Lil Larry of Hot 107 was sponsoring a Young Jeezy concert at a new club called the Atrium in Hickory Hill, a building that was formerly the Martini Room. I had thought about going, but decided not to, and headed down to the Grove Coffee Shop in Southaven for a breve latte instead. On the way home, I began seeing dark, low clouds and bolts of lightning to the northwest, and once I was home, the storms began in full force. My mother had gone to pick up her husband in Jackson, Tennessee, and they were driving back to Bartlett in the severe weather, so I called them, but they said they were all right. Even so, I was relieved when they got to the house.

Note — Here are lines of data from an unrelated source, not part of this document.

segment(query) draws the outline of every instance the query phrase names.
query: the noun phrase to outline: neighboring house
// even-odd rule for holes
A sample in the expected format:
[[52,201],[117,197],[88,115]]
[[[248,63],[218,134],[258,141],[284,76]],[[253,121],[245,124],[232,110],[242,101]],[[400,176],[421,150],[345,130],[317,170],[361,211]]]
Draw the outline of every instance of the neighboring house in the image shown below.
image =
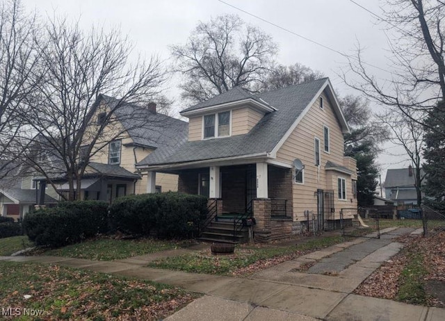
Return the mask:
[[[99,95],[92,106],[89,130],[95,131],[107,122],[107,113],[117,104],[118,99]],[[111,203],[115,198],[129,194],[177,190],[177,175],[160,174],[153,186],[147,186],[147,174],[140,174],[136,164],[160,147],[175,148],[186,140],[188,123],[156,113],[154,104],[147,107],[124,104],[115,109],[114,114],[113,121],[106,123],[102,135],[94,145],[93,154],[81,179],[81,195],[76,195],[76,199]],[[116,132],[120,134],[113,139]],[[84,138],[88,144],[88,134]],[[86,145],[81,149],[81,158],[83,149],[87,148]],[[64,176],[52,181],[59,184],[59,191],[67,193],[69,186]],[[74,188],[76,186],[74,182]]]
[[391,205],[394,206],[395,201],[391,199],[380,197],[380,196],[374,196],[374,205],[376,206],[383,206]]
[[[411,165],[407,168],[388,170],[385,180],[386,198],[396,202],[396,205],[417,204],[417,192],[414,186],[415,177]],[[425,176],[421,169],[421,175]],[[423,183],[425,183],[423,179]],[[422,192],[422,197],[424,194]]]
[[356,162],[343,156],[349,129],[328,79],[254,95],[234,88],[181,114],[187,141],[137,164],[149,186],[178,174],[180,192],[218,200],[219,214],[253,212],[264,240],[300,233],[306,211],[318,229],[342,208],[356,213]]
[[[38,190],[35,172],[29,167],[11,163],[3,168],[0,180],[0,216],[22,219],[37,204]],[[57,193],[51,186],[44,193],[48,205],[57,203]]]

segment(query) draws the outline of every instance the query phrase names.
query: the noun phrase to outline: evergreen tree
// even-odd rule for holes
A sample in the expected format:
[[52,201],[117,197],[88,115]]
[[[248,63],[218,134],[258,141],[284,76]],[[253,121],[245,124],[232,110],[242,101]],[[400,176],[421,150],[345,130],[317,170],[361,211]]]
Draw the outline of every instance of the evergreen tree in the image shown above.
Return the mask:
[[423,151],[426,203],[445,210],[445,101],[439,101],[425,120],[426,147]]

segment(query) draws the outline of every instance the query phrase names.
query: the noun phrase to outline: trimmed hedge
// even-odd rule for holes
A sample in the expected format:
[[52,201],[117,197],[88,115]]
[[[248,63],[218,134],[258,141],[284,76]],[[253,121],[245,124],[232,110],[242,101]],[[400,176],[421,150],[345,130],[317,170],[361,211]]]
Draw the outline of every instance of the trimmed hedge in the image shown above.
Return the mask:
[[20,223],[15,222],[14,219],[13,219],[13,222],[8,221],[0,223],[0,238],[10,238],[11,236],[17,236],[19,235],[23,235],[22,224]]
[[169,192],[120,197],[110,208],[111,232],[163,238],[184,238],[207,214],[207,198]]
[[13,217],[8,217],[7,216],[0,216],[0,223],[13,223],[14,219]]
[[23,228],[36,245],[60,247],[106,233],[108,204],[99,201],[60,203],[26,215]]

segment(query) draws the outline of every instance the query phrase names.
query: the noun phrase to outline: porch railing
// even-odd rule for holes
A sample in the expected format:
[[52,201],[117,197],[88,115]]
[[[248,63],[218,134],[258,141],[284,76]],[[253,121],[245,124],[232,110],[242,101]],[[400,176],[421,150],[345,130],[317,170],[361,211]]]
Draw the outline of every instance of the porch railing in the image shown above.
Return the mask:
[[287,199],[270,199],[270,215],[273,216],[287,216]]
[[198,235],[200,236],[213,219],[218,220],[218,199],[213,199],[207,204],[207,217],[198,227]]

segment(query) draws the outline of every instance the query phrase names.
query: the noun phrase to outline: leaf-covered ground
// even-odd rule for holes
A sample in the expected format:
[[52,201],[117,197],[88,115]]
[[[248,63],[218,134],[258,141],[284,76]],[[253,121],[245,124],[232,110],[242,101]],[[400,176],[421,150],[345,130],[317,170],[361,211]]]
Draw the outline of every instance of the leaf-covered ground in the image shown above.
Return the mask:
[[38,253],[56,256],[112,261],[175,249],[184,245],[184,242],[159,240],[152,238],[139,240],[97,238],[59,249],[40,250]]
[[249,274],[343,240],[343,238],[337,236],[310,240],[296,246],[241,247],[236,248],[234,254],[224,256],[212,255],[210,249],[207,249],[160,258],[150,263],[149,266],[194,273]]
[[15,262],[0,262],[0,293],[4,308],[19,308],[22,314],[24,308],[43,311],[40,319],[10,317],[33,320],[160,320],[197,297],[149,281]]
[[[445,232],[428,238],[400,238],[400,252],[383,264],[355,291],[362,295],[407,303],[445,306]],[[431,289],[430,284],[435,284]],[[428,286],[426,286],[428,285]]]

A sunny, warm evening in Alcy Park, with kids everywhere, some on basketball courts, others running around on the grass, and the members of a pee-wee football team going through drills and workouts on the grass east of the courts. Young people were walking to and from the park and apartments across the road, checking each other and laughing, with the beat of rap coming from cars passing by. Tune and I were on one of the courts playing a game of one-on-one with an underinflated basketball that kept sticking in the net. One neighborhood youngster came over and asked if he could take a shot with my basketball, and he proved to be a pure shooter. I asked him who he played for, and he replied “Nobody.” The kid wanted to play me or Tune for money, but we had almost finished our game, and soon we headed out, to the other side of Airways for cold slushes at Dixie Queen.
The first summer weekend, really, and the rap concert scene is picking up accordingly. A new club called Club 100 Grand is opening in Parkin, Arkansas tomorrow night, and Criminal Manne and DJ Squeaky have some sort of rap fest at The Pit on North Parkway.